[jira] [Comment Edited] (FLINK-20097) Race conditions in InputChannel.ChannelStatePersister (confirm)

Roman Khachatryan (Jira) Wed, 11 Nov 2020 12:06:23 -0800


    [ 
https://issues.apache.org/jira/browse/FLINK-20097?page=com.atlassian.jira.plugin.system.issuetabpanels:comment-tabpanel&focusedCommentId=17230183#comment-17230183
 ]


Roman Khachatryan edited comment on FLINK-20097 at 11/11/20, 8:05 PM:
----------------------------------------------------------------------

OK, the tests fail with the increased checkpointing frequency plus some other 
settings updated.
 I don't know whether the root cause is what I described above.

Changes:
{code:java}
long minCheckpoints = 100;

env.enableCheckpointing(10);
env.getCheckpointConfig().setAlignmentTimeout(0);
env.getCheckpointConfig().setCheckpointTimeout(10); // minimum allowed
env.getCheckpointConfig().setMaxConcurrentCheckpoints(1);
env.getCheckpointConfig().setMinPauseBetweenCheckpoints(0);
env.getCheckpointConfig().setTolerableCheckpointFailureNumber(Integer.MAX_VALUE);

// can be lower because of the high TolerableCheckpointFailureNumber
// collector.checkThat(result.<Integer>getAccumulatorResult(NUM_FAILURES), 
equalTo(EXPECTED_FAILURES));

sink:
    if (random.nextInt(100) == 42) {
        Thread.sleep(7);
    }
{code}
Failures:
 shouldPerformUnalignedCheckpointOnParallelRemoteChannel: NUM_DUPLICATES > 0 (2 
out of 70 runs)

With CheckpointTimeout 5, interval 1, sleep 1 
I also get: two out-of-order and one corrupted state on recovery:
{code}
Caused by: java.io.EOFException
        at 
org.apache.flink.core.memory.DataInputDeserializer.readByte(DataInputDeserializer.java:134)
        at 
org.apache.flink.streaming.runtime.streamrecord.StreamElementSerializer.deserialize(StreamElementSerializer.java:199)
        at 
org.apache.flink.streaming.runtime.streamrecord.StreamElementSerializer.deserialize(StreamElementSerializer.java:46)
        at 
org.apache.flink.runtime.plugable.NonReusingDeserializationDelegate.read(NonReusingDeserializationDelegate.java:55)
        at 
org.apache.flink.runtime.io.network.api.serialization.SpillingAdaptiveSpanningRecordDeserializer.getNextRecord(SpillingAdaptiveSpanningRecordDeserializer.java:92)
        at 
org.apache.flink.streaming.runtime.io.StreamTaskNetworkInput.emitNext(StreamTaskNetworkInput.java:145)
        at 
org.apache.flink.streaming.runtime.io.StreamOneInputProcessor.processInput(StreamOneInputProcessor.java:67)
        at 
org.apache.flink.streaming.runtime.tasks.StreamTask.processInput(StreamTask.java:372)
        at 
org.apache.flink.streaming.runtime.tasks.mailbox.MailboxProcessor.runMailboxLoop(MailboxProcessor.java:186)
        at 
org.apache.flink.streaming.runtime.tasks.StreamTask.runMailboxLoop(StreamTask.java:574)
        at 
org.apache.flink.streaming.runtime.tasks.StreamTask.invoke(StreamTask.java:538)
        at org.apache.flink.runtime.taskmanager.Task.doRun(Task.java:722)
        at org.apache.flink.runtime.taskmanager.Task.run(Task.java:547)
        at java.lang.Thread.run(Thread.java:748)
{code}
Corrupted state is very similar to what I observed in FLINK-19681.

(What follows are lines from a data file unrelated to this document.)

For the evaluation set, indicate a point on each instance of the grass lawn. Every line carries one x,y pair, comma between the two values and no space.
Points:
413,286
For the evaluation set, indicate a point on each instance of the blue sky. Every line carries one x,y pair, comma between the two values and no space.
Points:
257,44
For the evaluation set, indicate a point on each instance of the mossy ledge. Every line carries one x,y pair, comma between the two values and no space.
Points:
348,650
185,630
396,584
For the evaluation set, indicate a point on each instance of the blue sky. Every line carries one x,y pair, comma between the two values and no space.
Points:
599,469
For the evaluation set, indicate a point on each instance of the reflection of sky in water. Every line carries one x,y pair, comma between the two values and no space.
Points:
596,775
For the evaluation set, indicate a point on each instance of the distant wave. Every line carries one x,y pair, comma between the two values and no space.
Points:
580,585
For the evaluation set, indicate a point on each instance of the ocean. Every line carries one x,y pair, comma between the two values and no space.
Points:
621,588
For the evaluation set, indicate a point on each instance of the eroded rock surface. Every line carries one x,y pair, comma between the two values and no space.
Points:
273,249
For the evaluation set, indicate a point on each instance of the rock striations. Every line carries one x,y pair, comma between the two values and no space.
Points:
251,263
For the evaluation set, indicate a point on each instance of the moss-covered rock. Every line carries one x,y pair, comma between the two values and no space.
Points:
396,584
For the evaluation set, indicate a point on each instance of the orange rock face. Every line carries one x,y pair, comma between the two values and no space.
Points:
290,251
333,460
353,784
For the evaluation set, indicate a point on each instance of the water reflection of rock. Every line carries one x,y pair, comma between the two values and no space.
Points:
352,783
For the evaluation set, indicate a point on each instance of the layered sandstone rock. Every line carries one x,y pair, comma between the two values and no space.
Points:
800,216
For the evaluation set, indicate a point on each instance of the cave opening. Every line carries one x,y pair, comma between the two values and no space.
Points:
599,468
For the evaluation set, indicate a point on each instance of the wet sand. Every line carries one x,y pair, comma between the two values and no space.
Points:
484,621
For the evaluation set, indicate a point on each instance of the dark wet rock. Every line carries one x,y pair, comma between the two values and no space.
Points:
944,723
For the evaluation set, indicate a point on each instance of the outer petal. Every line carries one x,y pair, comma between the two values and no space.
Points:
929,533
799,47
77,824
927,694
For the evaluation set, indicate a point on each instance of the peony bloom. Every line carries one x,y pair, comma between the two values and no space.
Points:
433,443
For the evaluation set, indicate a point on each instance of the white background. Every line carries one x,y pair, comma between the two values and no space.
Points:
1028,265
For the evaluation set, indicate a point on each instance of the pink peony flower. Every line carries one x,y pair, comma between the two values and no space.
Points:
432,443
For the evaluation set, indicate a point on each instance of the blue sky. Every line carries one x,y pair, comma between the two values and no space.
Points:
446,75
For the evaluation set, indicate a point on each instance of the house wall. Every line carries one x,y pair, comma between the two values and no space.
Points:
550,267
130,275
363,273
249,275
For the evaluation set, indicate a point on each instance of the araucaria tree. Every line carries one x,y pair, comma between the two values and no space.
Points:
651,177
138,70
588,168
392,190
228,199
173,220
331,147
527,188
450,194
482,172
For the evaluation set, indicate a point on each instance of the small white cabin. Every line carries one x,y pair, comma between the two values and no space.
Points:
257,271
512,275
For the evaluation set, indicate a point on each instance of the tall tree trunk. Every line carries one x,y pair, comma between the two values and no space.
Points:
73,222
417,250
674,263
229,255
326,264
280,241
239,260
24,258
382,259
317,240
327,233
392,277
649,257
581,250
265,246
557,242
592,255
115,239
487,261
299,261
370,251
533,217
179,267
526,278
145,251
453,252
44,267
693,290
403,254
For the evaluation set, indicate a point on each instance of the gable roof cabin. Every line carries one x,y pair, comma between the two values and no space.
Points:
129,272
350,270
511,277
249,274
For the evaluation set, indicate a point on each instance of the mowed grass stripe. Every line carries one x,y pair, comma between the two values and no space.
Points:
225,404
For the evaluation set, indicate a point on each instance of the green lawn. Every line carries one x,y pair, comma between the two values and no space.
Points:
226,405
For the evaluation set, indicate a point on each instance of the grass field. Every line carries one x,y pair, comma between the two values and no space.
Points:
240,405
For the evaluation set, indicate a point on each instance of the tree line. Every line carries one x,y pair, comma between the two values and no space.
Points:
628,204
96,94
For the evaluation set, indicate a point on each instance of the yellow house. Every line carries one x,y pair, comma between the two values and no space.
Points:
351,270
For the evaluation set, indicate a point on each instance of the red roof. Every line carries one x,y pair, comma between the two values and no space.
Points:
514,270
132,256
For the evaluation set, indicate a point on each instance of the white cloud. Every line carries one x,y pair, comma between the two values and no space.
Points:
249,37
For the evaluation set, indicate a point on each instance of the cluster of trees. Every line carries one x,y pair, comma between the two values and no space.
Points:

was (Author: roman_khachatryan):
OK, the tests fail with the increased checkpointing frequency plus some other 
settings updated.
 I don't know whether the root cause is what I described above.

Changes:
{code:java}
long minCheckpoints = 100;

env.enableCheckpointing(10);
env.getCheckpointConfig().setAlignmentTimeout(0);
env.getCheckpointConfig().setCheckpointTimeout(10); // minimum allowed
env.getCheckpointConfig().setMaxConcurrentCheckpoints(1);
env.getCheckpointConfig().setMinPauseBetweenCheckpoints(0);
env.getCheckpointConfig().setTolerableCheckpointFailureNumber(Integer.MAX_VALUE);

// can be lower because of the high TolerableCheckpointFailureNumber
// collector.checkThat(result.<Integer>getAccumulatorResult(NUM_FAILURES), 
equalTo(EXPECTED_FAILURES));

sink:
    if (random.nextInt(100) == 42) {
        Thread.sleep(7);
    }
{code}
Failures:
 shouldPerformUnalignedCheckpointOnParallelRemoteChannel: NUM_DUPLICATES > 0 (2 
out of 70 runs)

I've also observed recovery problems (corrupted stream) similar to FLINK-19681 
likely caused by corrupted InputChannel state.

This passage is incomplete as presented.